Obama portraits: Barack and Michelle Obama had their official White House portraits unveiled. They were the first presidential portraits to be painted by black artists — the former president was painted by Kehinde Wiley from Brooklyn and the former first lady was painted by Amy Sherald from Baltimore. People either really loved or hated Michelle’s.

Thirteen Reasons Why: Novelist Jay Asher, best known for writing the novel Thirteen Reasons Why, was expelled from the Society of Children's Book Writers and Illustrators after allegations of sexual harassment. The group’s executive director said that, after an investigation, expelling him “was the proper course of action.” Asher says he wasn’t pushed out, but left of his own accord.

What would a less gendered world really look like?

And how might our world change if we were all empowered to define it for ourselves? Shannon Keating fiercely explores this question in a moving essay. A taste: “Sometimes womanhood feels like a cage, and sometimes it feels like home; the only home I’ve ever known. I don’t think I want to knock down those walls entirely, but rather find a way to give myself more room.”

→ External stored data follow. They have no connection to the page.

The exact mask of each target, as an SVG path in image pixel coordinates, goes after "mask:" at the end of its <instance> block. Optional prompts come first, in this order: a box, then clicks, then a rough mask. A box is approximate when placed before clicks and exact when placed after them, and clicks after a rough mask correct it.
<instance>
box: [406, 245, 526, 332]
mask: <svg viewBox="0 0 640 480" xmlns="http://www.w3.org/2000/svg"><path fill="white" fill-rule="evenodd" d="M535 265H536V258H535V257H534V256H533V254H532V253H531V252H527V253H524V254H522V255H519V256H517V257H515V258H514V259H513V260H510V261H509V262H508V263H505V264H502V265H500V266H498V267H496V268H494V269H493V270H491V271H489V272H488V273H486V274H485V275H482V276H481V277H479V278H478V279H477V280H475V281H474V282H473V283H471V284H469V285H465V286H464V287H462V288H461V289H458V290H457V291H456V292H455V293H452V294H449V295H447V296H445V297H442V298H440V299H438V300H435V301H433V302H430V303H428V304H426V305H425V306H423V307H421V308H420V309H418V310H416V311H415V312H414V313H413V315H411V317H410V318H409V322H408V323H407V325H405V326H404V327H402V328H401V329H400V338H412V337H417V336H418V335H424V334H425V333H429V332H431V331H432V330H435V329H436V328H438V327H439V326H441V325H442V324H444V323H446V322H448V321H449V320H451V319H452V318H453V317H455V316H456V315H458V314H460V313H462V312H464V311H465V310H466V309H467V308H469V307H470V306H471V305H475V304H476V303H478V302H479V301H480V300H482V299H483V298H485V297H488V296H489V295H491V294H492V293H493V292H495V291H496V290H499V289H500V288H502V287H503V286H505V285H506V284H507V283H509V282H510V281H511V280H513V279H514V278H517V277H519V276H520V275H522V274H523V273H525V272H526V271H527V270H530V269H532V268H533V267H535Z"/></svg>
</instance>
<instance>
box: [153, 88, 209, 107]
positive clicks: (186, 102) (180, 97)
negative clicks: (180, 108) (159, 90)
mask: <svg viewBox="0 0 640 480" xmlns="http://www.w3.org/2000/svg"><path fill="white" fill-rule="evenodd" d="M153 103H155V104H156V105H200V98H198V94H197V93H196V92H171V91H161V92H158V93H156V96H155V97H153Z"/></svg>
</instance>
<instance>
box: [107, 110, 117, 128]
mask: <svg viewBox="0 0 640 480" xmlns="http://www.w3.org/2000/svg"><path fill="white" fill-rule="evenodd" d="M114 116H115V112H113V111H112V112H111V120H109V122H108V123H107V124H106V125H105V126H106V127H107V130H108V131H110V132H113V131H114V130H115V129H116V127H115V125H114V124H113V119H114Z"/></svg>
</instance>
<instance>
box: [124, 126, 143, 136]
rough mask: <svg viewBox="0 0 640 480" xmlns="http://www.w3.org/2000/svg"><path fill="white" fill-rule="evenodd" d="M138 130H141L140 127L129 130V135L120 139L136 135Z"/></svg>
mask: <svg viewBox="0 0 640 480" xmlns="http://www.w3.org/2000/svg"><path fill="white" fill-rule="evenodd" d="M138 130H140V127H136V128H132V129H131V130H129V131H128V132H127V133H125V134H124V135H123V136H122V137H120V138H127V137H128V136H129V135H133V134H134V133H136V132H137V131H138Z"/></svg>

A TV station said the Olympics were happening at P.F. Chang’s

Okay, so we all know the Winter Olympics are going on, yeah? They’re happening right now in Pyeongchang, South Korea. Well, Chicago's ABC affiliate accidentally flashed a graphic that said “P.F. Chang 2018” while discussing the politics behind the Olympic Games. That’s right, they said the Olympics were happening at a popular Asian-themed chain restaurant. Face, meet palm.